Myles couldn’t imagine someone loving school that much. “Wow! Talk about a family of geniuses!”
“But my sister was the only person who ever understood me, and she loved me much. On the day of my graduation, Misaki doubled over in agony so we rushed her to the hospital. By the time the doctor saw her in the emergency room she was screaming, it was so bad. I was frightened for her so I held her. I told her that everything was going to be okay.”
Myles nodded with understanding. “A lie, for sure, but obviously a nice one.”
Omar glared at Myles. “The doctor said that she was going to need an appendectomy. I still remember Misaki’s last words to me. She whispered, ‘Don’t worry. I’m not afraid.’ The surgery went well, until the surgeons were closing the incision. Misaki went into convulsions, and her temperature soared to 107.6. They finally were able to stop the convulsions and bring her temperature down, but by then Misaki had lapsed into a coma. She’s never regained consciousness in more than thirty-three years.
“However, a few days before I stepped through the portal, she abruptly awoke from her coma and, in terror, shouted something at me and then flat-lined. She almost died, but we stabilized her again, and I watched as she slipped back into a coma.”
Myles sat up in anticipation. “So, what did she say?”
 
; Omar shook his head as he continued. “I couldn’t make sense of it. She spoke first in Japanese and then in Hebrew. She doesn’t even know Hebrew!”
At that, Myles leaned forward. “But what did she say?”
“I told her that everything was going to be okay. But…she said no.”
“That’s it? Did she say anything else?”
Omar sighed. “Yes. She said, ‘Come quick. Bring the gambler.’”
Myles stopped himself from saying anything aloud but his thoughts hammered in his head. I’m a gambler. In fact, that’s what my friends call me! He tapped his foot nervously while sorting this out. This had once been Myles’ “tell” in poker games, but he’d taught himself to hide it. At that moment, however, Myles didn’t realize what he was doing.
After a minute or two Myles cleared his throat. “Did she say anything else?” He wasn’t sure he wanted to hear anymore, but his curiosity got the best of him.

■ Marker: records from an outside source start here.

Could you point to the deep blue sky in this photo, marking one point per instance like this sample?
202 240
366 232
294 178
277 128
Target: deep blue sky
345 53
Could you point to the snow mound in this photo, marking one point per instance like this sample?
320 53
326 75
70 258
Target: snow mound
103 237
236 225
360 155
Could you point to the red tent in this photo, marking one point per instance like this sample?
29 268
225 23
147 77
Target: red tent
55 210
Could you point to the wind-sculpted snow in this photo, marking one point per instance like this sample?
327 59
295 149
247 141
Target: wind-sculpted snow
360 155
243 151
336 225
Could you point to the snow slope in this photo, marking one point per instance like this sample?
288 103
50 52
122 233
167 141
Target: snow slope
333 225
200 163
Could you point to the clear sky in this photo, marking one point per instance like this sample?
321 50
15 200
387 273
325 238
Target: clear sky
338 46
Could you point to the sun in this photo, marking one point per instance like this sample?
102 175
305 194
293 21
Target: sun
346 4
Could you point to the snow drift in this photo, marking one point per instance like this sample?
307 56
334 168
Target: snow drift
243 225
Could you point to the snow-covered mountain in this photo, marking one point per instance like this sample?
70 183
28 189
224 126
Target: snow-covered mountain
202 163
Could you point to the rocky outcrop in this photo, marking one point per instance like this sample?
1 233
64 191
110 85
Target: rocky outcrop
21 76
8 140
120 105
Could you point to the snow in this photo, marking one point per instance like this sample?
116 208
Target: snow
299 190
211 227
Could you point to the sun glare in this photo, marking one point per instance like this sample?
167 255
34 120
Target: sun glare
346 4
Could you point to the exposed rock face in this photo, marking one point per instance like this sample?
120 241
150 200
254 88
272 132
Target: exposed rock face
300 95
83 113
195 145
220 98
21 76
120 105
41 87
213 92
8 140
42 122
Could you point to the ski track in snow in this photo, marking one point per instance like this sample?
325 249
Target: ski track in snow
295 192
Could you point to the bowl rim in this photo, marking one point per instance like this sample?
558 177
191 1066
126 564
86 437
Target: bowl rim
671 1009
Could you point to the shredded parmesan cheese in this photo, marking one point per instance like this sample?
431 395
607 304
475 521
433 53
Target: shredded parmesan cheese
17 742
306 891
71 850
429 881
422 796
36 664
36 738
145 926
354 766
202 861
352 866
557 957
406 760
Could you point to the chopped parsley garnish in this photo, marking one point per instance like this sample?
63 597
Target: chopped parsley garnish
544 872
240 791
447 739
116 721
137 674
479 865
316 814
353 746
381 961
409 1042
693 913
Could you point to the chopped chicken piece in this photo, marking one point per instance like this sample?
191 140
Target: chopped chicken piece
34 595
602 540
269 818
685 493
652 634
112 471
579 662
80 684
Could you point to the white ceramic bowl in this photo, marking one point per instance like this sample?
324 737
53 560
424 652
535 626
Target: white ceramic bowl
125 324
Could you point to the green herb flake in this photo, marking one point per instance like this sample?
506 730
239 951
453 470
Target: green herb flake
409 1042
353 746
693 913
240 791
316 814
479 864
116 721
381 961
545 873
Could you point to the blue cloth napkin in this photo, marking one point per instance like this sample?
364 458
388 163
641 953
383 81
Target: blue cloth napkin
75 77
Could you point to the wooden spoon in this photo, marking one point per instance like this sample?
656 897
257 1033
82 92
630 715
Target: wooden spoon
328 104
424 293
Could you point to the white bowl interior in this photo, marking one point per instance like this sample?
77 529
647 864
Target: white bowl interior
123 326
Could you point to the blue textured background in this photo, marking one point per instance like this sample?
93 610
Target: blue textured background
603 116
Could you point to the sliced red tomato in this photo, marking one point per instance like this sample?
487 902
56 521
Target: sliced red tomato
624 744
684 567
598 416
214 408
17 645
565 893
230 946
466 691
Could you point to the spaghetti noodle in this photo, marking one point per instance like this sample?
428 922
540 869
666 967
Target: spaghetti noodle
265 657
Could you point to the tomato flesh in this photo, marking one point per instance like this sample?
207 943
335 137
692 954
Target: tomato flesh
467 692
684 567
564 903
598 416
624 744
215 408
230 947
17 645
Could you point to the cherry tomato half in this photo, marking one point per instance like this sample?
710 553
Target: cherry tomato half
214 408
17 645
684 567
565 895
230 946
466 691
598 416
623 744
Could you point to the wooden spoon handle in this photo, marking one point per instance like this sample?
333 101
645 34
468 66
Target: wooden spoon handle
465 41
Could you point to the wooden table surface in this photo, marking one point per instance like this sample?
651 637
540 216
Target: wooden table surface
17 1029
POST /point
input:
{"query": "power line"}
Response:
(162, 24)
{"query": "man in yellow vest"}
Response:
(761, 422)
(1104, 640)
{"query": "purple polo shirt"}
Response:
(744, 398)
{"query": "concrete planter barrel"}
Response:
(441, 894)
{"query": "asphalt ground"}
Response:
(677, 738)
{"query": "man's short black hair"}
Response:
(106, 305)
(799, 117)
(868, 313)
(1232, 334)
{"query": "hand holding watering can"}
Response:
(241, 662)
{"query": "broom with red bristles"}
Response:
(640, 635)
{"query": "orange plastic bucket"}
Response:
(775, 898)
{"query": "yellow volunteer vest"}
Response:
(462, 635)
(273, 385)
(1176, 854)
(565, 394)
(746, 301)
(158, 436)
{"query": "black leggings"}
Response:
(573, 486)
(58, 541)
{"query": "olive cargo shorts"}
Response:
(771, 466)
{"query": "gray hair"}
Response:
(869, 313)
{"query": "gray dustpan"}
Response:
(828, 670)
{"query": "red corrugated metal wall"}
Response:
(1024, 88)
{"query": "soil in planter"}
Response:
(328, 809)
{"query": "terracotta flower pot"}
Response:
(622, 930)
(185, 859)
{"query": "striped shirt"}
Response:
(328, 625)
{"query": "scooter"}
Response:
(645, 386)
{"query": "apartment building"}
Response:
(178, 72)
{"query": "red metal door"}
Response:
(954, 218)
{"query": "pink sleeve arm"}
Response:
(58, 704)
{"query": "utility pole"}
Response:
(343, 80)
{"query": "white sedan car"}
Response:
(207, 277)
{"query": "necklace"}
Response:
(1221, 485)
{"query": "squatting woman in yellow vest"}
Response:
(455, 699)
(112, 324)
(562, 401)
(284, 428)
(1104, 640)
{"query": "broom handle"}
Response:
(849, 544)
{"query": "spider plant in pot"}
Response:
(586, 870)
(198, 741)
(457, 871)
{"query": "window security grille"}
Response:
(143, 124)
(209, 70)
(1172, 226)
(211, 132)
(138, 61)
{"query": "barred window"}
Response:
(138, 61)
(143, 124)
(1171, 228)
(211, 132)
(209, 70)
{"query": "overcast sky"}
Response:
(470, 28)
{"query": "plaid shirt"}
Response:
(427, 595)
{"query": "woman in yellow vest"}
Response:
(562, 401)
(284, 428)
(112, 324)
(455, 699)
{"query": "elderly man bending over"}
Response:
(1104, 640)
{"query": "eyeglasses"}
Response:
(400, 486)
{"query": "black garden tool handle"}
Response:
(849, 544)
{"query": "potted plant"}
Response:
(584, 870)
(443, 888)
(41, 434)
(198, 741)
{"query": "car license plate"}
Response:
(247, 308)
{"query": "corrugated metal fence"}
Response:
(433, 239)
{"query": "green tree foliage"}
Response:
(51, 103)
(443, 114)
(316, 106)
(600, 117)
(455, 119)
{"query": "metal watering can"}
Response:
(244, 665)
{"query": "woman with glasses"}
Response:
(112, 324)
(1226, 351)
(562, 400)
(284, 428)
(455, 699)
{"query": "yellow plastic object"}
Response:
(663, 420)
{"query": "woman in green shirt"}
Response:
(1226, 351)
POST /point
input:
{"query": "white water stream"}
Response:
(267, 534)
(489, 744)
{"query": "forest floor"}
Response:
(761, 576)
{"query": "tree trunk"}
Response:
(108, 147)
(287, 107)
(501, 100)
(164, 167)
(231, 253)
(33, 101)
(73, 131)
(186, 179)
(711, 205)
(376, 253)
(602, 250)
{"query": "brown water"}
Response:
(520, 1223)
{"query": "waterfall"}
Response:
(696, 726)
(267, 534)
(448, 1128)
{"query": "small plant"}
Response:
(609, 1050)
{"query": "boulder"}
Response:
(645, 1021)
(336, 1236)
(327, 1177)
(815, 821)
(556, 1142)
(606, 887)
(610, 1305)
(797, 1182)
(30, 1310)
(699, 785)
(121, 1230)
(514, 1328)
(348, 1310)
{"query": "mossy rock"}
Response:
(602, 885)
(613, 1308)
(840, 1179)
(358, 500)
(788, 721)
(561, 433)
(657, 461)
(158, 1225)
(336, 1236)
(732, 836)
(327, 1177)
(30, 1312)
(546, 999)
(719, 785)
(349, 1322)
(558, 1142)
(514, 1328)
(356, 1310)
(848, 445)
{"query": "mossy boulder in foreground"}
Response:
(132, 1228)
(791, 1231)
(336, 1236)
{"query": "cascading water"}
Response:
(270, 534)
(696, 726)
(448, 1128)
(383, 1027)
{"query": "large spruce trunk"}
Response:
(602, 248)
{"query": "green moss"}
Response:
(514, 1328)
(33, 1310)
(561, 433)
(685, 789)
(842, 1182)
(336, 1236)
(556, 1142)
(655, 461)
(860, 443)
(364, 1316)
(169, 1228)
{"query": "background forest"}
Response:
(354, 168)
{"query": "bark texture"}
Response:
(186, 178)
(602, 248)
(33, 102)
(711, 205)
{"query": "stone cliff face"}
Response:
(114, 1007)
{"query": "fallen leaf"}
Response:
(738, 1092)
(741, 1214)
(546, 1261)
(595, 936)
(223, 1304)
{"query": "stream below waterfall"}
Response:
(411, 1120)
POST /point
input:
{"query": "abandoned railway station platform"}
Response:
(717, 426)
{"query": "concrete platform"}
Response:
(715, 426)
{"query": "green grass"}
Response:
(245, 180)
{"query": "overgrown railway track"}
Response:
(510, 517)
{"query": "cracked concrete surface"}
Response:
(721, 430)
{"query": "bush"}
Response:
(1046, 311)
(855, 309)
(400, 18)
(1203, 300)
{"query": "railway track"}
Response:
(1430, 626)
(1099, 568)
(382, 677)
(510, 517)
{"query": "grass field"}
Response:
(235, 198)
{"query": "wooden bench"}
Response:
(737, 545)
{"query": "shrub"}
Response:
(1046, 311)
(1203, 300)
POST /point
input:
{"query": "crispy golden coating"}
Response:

“She also said, ‘Omar, she must get the sword to the carpenter,’ and then she went into convulsions. After we brought her back from flat-lining, she let out a scream that has haunted me ever since, and went back into her coma.”
Myles rubbed his head for a bit and stared at Omar. “It looks like you have a set of clues to go by. I’ll admit it’s not much, but it’s a start.”
Omar just nodded in agreement.
“That…that is a sad story.”
Omar nodded slightly, overwhelmed with the grief of these memories that he was sharing with a complete stranger. It was almost liberating to be able to talk about it. As the memories hung over him he wiped away a tear, hoping that Myles hadn’t noticed.
They were both quiet for a while, but then Omar took a deep breath. “I sat at my sister’s side for two solid years before I entered college. But I knew I had to keep achieving, keep learning, so Misaki would be proud of me, and so I could take care of her -- maybe even help her somehow. At the age of twenty-five, I found a way to harness solar energy to power military weaponry. That got me enough money to make sure my sister was properly cared for. I’ve worked on multiple projects for the military and the scientific community.